Ungeachtet der Tatsache, dass damit die Unterbrechung der Verfolgungsverjährung eingetreten ist, erscheint die genannte Vorgehensweise des Tatrichters allerdings nicht sachgerecht. Mit Ein-gang des Verfahrens bei Gericht (gemäß § 69 Abs. 4 Satz 2 OWiG) ist das Zwischenverfahren rechtlich überholt und der Antrag nach § 62 OWiG wird mit Eingang des Hauptsacheverfahrens unzulässig. Dem für das Hauptsacheverfahren zuständigen Gericht steht es nun frei, die von der Verteidigung begehrten Maßnahmen im Hauptsacheverfahren zu veranlassen, soweit es dies für die Entscheidung für notwendig erachtet (vgl. OLG Frankfurt, Beschl. v. 30.12.2019 – 2 Ss-OWi 867/19). Eine Zurückverweisung an die Verwaltungsbehörde zum Zwecke der Durchführung des Verfahrens nach § 62 OWiG ist dementsprechend nur in eng begrenzten Ausnahmefällen angezeigt, etwa bei schwerwiegenden Verfahrensmängeln, die das Gericht nicht beheben kann (vgl. BeckOK/Euler OWiG 50. Ed. 1.4.2026 § 62 Rn. 29).

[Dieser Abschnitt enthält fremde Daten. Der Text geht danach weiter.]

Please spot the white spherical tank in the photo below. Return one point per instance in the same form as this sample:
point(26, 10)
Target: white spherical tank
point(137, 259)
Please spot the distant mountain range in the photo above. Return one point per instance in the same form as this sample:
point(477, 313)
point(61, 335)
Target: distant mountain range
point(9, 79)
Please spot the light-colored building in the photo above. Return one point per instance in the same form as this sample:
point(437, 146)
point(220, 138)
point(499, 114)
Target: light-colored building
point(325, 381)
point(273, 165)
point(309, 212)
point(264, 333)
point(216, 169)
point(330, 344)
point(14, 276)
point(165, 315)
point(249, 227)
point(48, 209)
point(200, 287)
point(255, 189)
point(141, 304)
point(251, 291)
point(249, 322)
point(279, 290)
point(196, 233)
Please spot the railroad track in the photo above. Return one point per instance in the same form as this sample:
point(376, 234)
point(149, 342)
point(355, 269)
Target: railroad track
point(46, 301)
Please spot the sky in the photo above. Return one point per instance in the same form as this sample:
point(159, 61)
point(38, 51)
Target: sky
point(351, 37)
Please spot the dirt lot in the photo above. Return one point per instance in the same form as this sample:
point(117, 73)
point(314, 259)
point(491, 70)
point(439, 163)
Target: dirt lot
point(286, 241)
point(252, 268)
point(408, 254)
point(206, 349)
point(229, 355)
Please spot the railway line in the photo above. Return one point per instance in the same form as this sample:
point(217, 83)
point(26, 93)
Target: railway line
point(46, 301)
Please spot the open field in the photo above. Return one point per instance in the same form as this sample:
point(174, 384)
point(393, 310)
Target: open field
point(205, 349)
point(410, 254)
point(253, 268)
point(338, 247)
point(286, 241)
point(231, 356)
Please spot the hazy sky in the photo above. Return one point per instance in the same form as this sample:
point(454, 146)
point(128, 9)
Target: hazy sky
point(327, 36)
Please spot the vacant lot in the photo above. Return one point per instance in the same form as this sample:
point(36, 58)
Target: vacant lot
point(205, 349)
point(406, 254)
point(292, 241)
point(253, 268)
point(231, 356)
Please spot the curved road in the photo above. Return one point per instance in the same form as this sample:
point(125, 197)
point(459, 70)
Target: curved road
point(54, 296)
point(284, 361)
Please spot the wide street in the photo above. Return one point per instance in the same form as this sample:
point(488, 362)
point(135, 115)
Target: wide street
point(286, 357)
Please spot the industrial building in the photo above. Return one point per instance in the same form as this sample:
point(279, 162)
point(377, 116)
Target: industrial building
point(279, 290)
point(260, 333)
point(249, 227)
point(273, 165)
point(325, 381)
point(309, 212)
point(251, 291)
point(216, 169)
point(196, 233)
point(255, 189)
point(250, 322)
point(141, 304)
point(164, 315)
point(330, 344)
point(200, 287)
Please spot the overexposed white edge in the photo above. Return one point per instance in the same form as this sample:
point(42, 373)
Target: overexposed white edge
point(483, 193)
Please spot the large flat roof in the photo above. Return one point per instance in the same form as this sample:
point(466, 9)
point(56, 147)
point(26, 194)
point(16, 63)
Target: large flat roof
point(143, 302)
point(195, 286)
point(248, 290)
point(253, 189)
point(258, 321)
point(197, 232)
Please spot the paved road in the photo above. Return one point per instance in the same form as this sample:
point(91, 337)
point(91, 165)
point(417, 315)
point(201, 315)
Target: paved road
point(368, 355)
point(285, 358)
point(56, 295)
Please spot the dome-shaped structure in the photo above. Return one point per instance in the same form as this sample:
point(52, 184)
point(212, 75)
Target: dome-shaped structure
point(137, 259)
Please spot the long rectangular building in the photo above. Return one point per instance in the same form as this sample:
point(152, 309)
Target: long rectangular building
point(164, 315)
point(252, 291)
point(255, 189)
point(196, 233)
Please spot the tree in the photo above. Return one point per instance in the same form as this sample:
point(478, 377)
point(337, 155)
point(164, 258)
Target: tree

dd) Nachdem der zuständige Beamte des Bayerischen Polizeiverwaltungsamts mit Verfügung vom 26.03.2025 erklärt hatte, dass dem Antrag auf gerichtliche Entscheidung hinsichtlich einer weiterreichenden Akteneinsicht nicht abgeholfen werde, hat die Staatsanwaltschaft Augsburg unter dem 03.04.2025 die Weiterleitung des Vorgangs ohne weitere Erläuterung an das Amtsgericht Aichach verfügt. Diese Vorgehensweise kann bei sachgerechter Auslegung nur so verstanden werden, dass die Staatsanwaltschaft unter Bezugnahme auf ihren bereits zuvor gestellten Antrag die Akten nun erneut gemäß § 69 Abs. 3 Satz 1, Abs. 4 Satz 2 OWiG vorlegt, wodurch die Verjährung mit Eingang der Akten beim Amtsgericht am 08.04.2025 erneut gemäß § 33 Abs. 1 Satz 1 Nr. 10 OWiG unterbrochen wurde.

ee) Jedenfalls durch die Verfügungen vom 06.10.2025, 14.10.2025 und 09.01.2026, durch die jeweils Termin zur Hauptverhandlung anberaumt worden ist (§ 33 Abs. 1 Satz 1 Nr. 11 OWiG), wurde die Verjährung erneut rechtzeitig unterbrochen.-

Die Kostenentscheidung beruht auf § 473 Abs. 1 Satz 1 StPO i.V.m. § 46 Abs. 1 OWiG.

Gemäß § 80a Abs. 1 OWiG entscheidet der Einzelrichter.